I think I don't understand the drift term in ARIMA models. This is what I did and my current understanding:
I have a time series $Y_t$ of n observations with mean $\bar Y \approx 7.15.$ I wanted to test its stationarity (around possible trend). I used ur.df ADF test (with drift) implementation from urca package in R. ADF test fits the following linear regression: $$\Delta y_{t} = c + \gamma y_{t-1} + \beta \Delta y_{t-1} + \epsilon_t$$ to determine whether there is a unit root (i.e. whether $\gamma = 0$). Coefficients of this equation can be translated into coefficients of the original model for $y_t$ in the following way: $$y_{t} = c + (\gamma + 1) y_{t-1} + \beta \Delta y_{t-1} + \epsilon_t.$$ Based on the output of ur.df: $c = 1.38, \gamma = -0.2$, and $\beta$ is not significant. It means that my original model should be $$y_t = 1.38 + (1+ -0.2)y_{t-1} = 1.38 + 0.8 y_{t-1}.$$ I know that in ARMA model the drift term $c$ should be equal to $\bar Y(1 - \sum \delta_i)$ where $\delta_i$ are coefficients next to lagged terms - in this case there is only one. $1.38 \approx 7.15 \times (1 - 0.8)$, so everything seems fine.
In the next step I tried to fit AR(1) model with non-zero mean using arima function and setting p = 1, d = 0, q = 0 with include.mean = TRUE which allows for an intercept. The fitted coefficients were similar to the ones from ur.df regression.
Then I subtracted the mean from $Y_t$. Let $Z_t = Y_t - \bar Y$. Using ADF test (without drift, which means it fits the same equation as "with drift" but without the intercept) showed that the time series $Z_t$ is stationary (and estimated nearly the same $\gamma$).
What I don't understand:
- Is $Y_t$ stationary "around trend"? If so, what exactly does it mean?
- Do I understand it correctly: a "drift" means that there is a linear trend in time series (causing it to "drift away from zero")?

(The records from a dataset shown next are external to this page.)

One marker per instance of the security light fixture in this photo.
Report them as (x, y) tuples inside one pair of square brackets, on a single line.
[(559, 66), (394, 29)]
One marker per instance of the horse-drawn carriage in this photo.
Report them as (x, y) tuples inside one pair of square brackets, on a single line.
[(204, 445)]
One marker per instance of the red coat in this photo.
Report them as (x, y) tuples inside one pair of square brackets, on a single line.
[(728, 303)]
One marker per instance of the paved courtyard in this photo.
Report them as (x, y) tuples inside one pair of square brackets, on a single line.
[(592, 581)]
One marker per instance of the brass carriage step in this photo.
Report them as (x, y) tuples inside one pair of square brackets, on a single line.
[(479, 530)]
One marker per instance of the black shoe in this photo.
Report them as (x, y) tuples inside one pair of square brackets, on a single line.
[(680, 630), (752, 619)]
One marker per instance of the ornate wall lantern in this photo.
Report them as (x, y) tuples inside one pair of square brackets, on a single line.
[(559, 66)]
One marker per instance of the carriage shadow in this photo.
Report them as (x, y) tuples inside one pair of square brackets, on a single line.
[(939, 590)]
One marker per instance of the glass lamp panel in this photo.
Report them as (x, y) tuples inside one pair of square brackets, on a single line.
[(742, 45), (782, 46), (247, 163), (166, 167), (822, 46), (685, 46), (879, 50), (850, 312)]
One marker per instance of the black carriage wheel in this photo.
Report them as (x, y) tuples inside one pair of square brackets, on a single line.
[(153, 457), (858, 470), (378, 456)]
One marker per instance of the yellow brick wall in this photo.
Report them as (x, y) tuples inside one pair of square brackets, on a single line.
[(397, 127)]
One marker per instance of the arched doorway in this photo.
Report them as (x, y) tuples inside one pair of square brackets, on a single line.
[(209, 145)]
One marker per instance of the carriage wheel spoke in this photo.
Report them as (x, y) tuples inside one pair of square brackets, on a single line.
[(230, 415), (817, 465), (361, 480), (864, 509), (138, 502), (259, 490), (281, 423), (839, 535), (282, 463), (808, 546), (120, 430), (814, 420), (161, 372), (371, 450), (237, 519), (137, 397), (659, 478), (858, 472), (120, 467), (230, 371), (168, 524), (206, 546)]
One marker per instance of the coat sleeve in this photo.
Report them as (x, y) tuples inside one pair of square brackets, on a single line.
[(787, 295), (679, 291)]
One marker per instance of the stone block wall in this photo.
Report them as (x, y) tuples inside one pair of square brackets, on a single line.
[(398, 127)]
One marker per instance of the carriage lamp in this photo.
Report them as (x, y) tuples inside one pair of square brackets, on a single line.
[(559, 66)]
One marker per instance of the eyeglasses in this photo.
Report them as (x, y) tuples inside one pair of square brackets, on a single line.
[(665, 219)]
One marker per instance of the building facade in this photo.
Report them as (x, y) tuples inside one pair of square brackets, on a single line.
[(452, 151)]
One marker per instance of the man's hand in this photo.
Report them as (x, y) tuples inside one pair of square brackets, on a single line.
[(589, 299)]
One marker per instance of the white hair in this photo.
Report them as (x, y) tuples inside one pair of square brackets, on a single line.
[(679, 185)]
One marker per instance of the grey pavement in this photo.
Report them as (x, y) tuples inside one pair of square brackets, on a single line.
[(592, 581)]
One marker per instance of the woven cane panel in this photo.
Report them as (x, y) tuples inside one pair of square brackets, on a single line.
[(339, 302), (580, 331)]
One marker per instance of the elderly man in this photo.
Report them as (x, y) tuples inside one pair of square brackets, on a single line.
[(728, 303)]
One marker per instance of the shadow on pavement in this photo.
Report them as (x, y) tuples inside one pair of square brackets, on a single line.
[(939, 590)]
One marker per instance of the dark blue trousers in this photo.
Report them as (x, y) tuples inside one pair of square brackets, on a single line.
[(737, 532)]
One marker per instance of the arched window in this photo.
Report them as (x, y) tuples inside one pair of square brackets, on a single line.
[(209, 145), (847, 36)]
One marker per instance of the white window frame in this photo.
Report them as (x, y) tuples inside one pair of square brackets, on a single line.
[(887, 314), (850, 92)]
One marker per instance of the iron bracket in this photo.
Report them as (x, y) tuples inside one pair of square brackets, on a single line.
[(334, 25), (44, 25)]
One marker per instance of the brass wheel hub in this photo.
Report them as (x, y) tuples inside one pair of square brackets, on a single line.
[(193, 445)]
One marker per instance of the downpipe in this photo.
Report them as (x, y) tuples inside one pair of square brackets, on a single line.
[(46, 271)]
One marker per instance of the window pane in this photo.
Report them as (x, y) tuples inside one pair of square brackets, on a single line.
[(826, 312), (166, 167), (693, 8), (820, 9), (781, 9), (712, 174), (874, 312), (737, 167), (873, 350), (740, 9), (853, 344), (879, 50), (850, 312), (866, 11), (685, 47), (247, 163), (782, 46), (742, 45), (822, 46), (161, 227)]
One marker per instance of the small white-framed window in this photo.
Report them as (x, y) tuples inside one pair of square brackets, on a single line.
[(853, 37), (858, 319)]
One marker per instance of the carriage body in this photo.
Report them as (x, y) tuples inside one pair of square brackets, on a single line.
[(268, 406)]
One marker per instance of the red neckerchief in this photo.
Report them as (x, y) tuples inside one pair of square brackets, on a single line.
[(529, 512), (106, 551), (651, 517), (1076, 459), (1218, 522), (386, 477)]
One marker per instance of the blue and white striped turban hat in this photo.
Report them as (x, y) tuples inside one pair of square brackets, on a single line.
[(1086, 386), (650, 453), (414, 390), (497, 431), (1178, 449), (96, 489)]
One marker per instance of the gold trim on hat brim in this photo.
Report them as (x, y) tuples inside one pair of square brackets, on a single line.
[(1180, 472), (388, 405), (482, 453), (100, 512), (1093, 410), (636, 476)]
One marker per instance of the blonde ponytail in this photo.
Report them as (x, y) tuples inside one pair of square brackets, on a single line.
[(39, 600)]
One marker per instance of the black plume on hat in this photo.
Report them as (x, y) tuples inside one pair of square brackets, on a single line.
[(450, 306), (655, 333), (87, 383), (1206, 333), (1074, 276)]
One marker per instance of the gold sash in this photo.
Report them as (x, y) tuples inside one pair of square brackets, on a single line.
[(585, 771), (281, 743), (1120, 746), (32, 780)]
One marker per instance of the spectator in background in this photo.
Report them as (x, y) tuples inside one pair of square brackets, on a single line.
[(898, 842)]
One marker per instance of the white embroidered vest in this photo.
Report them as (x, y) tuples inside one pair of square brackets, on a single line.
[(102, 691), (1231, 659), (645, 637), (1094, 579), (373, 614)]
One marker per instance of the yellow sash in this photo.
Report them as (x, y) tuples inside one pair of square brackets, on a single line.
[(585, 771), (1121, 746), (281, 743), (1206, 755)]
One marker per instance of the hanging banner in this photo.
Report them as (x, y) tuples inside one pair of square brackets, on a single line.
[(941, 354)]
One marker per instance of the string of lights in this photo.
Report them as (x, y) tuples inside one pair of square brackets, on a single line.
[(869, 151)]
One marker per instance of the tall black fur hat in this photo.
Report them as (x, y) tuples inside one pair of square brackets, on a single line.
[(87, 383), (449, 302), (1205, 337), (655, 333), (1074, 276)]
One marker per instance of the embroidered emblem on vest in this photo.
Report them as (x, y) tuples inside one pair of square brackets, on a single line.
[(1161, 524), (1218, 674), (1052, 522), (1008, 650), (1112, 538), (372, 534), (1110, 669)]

- By definition AR(1) model with a drift can't be stationary even with no unit root (can be shown by deriving the formulas for mean and variance).
- But if a drift corresponds to a linear trend in time series, then subtracting a constant mean shouldn't make it stationary. What am I missing here?
- But if $\bar Z = 0$ then using the equation for $c$ clearly shows that there is no drift if the mean is zero. Why can't we have a time series with a drift and a zero mean?